Ritenuto, conseguentemente, di accogliere, nei sensi e nei limiti innanzi evidenziati, la richiesta risarcitoria avanzata e, per l’effetto, di condannare il Comune di Alessandria al pagamento a favore della società ricorrente dell’importo di Euro 20.472,00, corrispondente alle spese sostenute per l’esecuzione di n. 3 carotaggi stratigrafici (fattura dott. Luigi Cavalli n. 76/2005 – Euro 3.480,60), per il prelievo di campioni (fattura Idrogeolab n. 1006/2005 – Euro 2.304,00) e per la redazione del piano della caratterizzazione (fattura Studio Aglietto n. 2/2005 – Euro 14.688,00), oltre gli interessi compensativi dalla data della loro effettuazione e fino alla liquidazione con la presente sentenza e quelli legali corrispettivi ex art. 1282 c.c. dal momento della notifica della sentenza e sino al saldo;

Ritenuto che, sussistano giusti motivi per compensare per metà le spese di lite e che la parte residua segua la soccombenza e vada liquidata come indicato in dispositivo;

Ritenuto, in ogni caso, che vada rifuso alla società ricorrente (all’atto del passaggio in giudicato della sentenza), ai sensi dell’art. 13, comma VI bis, del D.P.R. 30 maggio 2002, n. 115, come modificato dall’art. 21 della L. 4 agosto 2006, n. 248, il contributo unificato pari ad Euro 340,00 (trecentoquaranta/00).
P.Q.M.

Il Tribunale Amministrativo Regionale per il Piemonte, Sezione II, definitivamente pronunciando sul ricorso, come in epigrafe proposto, lo dichiara improcedibile per sopravvenuta carenza d’interesse con riferimento alla richiesta impugnatoria.

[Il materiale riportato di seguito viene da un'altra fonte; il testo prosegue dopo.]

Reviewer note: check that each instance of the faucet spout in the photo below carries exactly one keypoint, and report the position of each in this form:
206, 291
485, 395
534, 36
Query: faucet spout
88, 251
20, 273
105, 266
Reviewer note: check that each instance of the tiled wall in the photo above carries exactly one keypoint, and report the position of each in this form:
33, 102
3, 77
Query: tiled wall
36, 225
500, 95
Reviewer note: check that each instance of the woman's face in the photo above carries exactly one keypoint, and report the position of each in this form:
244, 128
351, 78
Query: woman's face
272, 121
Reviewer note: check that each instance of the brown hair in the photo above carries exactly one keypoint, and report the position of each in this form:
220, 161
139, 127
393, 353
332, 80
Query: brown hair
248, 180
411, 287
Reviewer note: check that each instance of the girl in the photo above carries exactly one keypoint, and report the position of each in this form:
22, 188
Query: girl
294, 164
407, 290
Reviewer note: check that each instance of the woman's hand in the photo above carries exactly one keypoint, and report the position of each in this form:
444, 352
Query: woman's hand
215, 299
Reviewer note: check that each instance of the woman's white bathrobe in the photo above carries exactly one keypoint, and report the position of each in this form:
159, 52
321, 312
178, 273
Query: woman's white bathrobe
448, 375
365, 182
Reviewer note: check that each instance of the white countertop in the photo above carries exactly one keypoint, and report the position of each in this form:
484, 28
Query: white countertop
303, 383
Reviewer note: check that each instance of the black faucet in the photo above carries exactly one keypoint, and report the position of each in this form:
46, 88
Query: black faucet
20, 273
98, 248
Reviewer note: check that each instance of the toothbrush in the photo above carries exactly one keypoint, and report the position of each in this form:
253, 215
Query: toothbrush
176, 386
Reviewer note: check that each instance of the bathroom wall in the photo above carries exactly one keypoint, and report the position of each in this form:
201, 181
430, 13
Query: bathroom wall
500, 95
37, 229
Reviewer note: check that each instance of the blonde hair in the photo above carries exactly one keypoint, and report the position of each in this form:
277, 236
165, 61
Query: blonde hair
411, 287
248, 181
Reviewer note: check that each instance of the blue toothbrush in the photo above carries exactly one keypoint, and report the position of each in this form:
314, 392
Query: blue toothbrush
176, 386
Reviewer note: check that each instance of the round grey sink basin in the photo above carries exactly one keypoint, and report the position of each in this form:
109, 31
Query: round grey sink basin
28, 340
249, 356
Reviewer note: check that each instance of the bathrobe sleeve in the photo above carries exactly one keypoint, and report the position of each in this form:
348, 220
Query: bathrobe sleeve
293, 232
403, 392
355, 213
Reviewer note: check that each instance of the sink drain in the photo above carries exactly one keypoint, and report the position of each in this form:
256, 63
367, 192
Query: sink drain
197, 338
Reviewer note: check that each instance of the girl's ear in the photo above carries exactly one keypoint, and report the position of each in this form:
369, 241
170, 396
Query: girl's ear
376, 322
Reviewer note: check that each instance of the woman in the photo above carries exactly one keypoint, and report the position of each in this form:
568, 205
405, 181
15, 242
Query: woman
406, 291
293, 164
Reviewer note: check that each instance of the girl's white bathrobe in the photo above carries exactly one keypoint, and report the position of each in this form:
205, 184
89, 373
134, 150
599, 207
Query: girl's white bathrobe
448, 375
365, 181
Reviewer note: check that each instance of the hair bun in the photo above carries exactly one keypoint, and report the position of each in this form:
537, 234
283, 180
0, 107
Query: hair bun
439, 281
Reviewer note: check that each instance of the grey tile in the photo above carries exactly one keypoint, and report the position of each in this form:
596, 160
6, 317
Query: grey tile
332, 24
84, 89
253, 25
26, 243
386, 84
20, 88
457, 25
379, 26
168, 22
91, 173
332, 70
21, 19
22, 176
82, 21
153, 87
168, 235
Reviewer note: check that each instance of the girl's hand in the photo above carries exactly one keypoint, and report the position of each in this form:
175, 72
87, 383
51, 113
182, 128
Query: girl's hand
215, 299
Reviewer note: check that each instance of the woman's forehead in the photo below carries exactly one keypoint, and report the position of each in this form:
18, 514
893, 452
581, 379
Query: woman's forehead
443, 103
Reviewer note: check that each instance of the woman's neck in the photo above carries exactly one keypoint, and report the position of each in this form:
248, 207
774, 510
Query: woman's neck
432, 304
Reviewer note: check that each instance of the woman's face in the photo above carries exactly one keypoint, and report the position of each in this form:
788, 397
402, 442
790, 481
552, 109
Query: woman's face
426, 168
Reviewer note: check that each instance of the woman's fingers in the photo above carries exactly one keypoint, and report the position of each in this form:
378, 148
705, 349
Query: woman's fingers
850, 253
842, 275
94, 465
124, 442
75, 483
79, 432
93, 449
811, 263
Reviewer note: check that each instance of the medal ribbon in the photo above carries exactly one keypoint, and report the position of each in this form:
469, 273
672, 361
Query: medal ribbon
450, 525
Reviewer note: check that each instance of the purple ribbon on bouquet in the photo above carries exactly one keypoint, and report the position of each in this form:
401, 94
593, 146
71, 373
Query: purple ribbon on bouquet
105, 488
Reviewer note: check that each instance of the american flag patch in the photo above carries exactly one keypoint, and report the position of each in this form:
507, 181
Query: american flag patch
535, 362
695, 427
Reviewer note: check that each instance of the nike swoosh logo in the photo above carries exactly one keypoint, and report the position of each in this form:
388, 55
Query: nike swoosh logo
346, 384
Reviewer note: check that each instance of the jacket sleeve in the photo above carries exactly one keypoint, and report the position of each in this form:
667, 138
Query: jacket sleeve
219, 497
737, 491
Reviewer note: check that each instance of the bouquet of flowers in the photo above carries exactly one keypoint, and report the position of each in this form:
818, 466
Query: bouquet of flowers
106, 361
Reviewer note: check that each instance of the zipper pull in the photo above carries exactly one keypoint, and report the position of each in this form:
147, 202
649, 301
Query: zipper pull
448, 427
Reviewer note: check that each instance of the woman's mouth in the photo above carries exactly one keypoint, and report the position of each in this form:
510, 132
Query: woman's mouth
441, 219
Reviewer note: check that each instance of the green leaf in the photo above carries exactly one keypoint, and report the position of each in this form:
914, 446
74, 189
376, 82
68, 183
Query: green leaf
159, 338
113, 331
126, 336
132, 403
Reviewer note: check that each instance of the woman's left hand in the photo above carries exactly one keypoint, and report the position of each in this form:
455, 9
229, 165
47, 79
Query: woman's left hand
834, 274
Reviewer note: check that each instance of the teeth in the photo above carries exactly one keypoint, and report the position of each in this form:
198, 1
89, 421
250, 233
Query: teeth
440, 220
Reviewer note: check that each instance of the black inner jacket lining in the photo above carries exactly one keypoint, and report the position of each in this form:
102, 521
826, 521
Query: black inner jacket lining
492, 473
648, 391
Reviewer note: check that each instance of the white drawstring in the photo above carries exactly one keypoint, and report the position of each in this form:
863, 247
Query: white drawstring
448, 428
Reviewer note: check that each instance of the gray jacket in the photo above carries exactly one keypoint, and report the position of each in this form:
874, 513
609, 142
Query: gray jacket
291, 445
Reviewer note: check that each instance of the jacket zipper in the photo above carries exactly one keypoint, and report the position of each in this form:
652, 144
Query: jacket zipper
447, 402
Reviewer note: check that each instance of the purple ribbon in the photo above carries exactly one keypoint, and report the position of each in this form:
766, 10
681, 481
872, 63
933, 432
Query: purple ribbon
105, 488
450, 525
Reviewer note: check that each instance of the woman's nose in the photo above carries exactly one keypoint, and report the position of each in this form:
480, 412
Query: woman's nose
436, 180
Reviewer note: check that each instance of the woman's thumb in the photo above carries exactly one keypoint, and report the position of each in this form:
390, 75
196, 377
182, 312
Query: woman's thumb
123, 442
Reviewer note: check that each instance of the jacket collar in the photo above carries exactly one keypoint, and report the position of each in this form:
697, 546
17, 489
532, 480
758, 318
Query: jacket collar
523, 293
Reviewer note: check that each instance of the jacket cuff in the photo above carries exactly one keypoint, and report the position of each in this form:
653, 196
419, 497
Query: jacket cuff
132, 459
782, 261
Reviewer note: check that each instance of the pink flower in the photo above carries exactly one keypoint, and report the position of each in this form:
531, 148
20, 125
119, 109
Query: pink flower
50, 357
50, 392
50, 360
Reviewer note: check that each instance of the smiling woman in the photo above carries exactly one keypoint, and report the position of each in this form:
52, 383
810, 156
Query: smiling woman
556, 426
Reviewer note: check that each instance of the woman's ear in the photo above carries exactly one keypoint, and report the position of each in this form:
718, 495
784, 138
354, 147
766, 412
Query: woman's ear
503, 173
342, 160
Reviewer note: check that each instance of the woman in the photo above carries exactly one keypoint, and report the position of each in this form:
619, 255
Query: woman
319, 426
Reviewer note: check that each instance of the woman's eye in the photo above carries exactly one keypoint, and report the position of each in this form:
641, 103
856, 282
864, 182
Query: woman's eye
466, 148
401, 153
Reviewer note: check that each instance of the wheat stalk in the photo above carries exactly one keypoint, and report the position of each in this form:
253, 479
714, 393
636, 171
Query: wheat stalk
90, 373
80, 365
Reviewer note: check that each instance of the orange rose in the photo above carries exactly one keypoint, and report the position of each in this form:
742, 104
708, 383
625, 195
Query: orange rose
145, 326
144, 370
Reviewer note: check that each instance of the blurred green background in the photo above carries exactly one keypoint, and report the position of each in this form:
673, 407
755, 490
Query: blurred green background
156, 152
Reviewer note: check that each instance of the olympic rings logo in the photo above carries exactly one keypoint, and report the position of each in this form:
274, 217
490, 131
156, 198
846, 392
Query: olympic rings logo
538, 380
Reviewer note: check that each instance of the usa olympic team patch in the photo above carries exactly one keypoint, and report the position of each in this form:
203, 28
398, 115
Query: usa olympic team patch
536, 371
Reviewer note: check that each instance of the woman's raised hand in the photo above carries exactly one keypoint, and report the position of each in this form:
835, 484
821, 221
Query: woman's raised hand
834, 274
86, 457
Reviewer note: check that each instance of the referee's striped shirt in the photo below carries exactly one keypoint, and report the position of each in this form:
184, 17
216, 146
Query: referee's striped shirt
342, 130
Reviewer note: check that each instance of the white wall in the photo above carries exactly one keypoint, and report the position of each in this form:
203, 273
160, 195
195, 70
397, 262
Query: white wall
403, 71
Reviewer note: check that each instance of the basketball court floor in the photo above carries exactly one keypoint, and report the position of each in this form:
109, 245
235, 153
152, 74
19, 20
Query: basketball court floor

Lo accoglie, nei sensi e nei limiti di cui in motivazione, con riferimento alla richiesta risarcitoria e, per l’effetto, condanna il Comune di Alessandria al pagamento a favore della società ricorrente dell’importo di Euro 20.472,00, oltre gli interessi compensativi dalla data della loro effettuazione e fino alla liquidazione con la presente sentenza e quelli legali corrispettivi ex art. 1282 c.c. dal momento della notifica della sentenza e sino al saldo.

Compensa per metà le spese del giudizio e condanna il Comune di Alessandria a rifondere alla ricorrente la parte residua, per complessivi Euro 1.500,00.

Parte resistente provvederà, comunque, a rifondere alla ricorrente (all’atto del passaggio in giudicato della sentenza), ai sensi dell’art. 13, comma VI bis, del D.P.R. 30 maggio 2002, n. 115, come modificato dall’art. 21 della L. 4 agosto 2006, n. 248, il contributo unificato pari ad Euro 340,00 (trecentoquaranta/00).

Ordina che la presente sentenza sia eseguita dall’Autorità amministrativa.

Testo non ufficiale. La sola stampa del bollettino ufficiale ha carattere legale.